# Blackheart Little Giant gut shots



## Lemmy Hangslong (May 11, 2006)

I was doing some work on this amp today and decided to take a few pics...


----------



## Lemmy Hangslong (May 11, 2006)




----------



## Perkinsfan (Oct 17, 2007)

Great pics thanks for sharing.
Any Idea who Sam Moss was?


----------



## greco (Jul 15, 2007)

http://otterblog.mgblogs.com/index.php/otterblog/sam_moss/

Maybe this is who it refers to...just a guess.

Dave


----------



## bolero (Oct 11, 2006)

looks like a decent little amp


googled the name & checked out the website...I like the logo & the look of them...these days you really need to do something to stand out from the bazillion small independant builders that have sprung up....gtr playing has really exploded with the internet :rockon2:


----------



## bolero (Oct 11, 2006)




----------



## Lemmy Hangslong (May 11, 2006)

Not sure who Sam Moss is but that link may be the right one...


----------



## devnulljp (Mar 18, 2008)

Do your speakers have the Holy Handgrenade of Antioch reference on them? 
I think Sam Moss was the guy who ran a guitar store in Winston Salem, NC. 
Where are those amps made?
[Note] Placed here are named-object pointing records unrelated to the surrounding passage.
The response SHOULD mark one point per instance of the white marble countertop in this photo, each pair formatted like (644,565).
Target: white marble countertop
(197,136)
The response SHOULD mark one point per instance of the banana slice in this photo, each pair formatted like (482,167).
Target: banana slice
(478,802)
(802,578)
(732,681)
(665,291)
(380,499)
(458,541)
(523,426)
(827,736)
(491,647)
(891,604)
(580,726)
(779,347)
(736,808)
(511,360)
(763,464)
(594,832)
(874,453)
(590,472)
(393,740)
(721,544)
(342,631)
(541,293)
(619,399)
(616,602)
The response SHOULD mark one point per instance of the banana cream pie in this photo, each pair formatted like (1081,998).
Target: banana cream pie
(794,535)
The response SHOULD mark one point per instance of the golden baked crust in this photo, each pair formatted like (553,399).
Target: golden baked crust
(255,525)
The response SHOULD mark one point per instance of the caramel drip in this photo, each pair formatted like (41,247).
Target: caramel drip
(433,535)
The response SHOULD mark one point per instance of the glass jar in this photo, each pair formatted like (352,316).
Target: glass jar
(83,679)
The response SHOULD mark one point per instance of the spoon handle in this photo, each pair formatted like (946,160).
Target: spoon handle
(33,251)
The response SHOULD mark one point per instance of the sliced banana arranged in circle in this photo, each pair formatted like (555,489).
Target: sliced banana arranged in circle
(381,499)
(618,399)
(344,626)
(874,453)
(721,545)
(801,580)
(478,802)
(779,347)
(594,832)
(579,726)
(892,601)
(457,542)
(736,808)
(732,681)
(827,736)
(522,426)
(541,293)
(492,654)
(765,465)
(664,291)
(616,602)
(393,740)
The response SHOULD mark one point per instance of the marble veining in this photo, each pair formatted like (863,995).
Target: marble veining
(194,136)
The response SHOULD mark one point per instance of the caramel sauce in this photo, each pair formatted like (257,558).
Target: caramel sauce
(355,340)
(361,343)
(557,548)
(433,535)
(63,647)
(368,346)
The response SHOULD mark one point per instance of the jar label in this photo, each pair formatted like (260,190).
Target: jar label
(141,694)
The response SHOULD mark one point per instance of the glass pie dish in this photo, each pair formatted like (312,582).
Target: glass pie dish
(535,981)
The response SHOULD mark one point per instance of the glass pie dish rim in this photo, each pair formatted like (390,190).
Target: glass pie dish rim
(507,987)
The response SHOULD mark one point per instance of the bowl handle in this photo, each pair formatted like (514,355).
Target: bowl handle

The price suggests China...?


----------



## bolero (Oct 11, 2006)

it also says "crate" on there

good marketing strategy on their part :rockon2:


----------



## Lemmy Hangslong (May 11, 2006)

the new korean Eminence factory is where these are made... Crate is the exclusive world wide distributor... Pyotr belove designed the board and overseas QC.


----------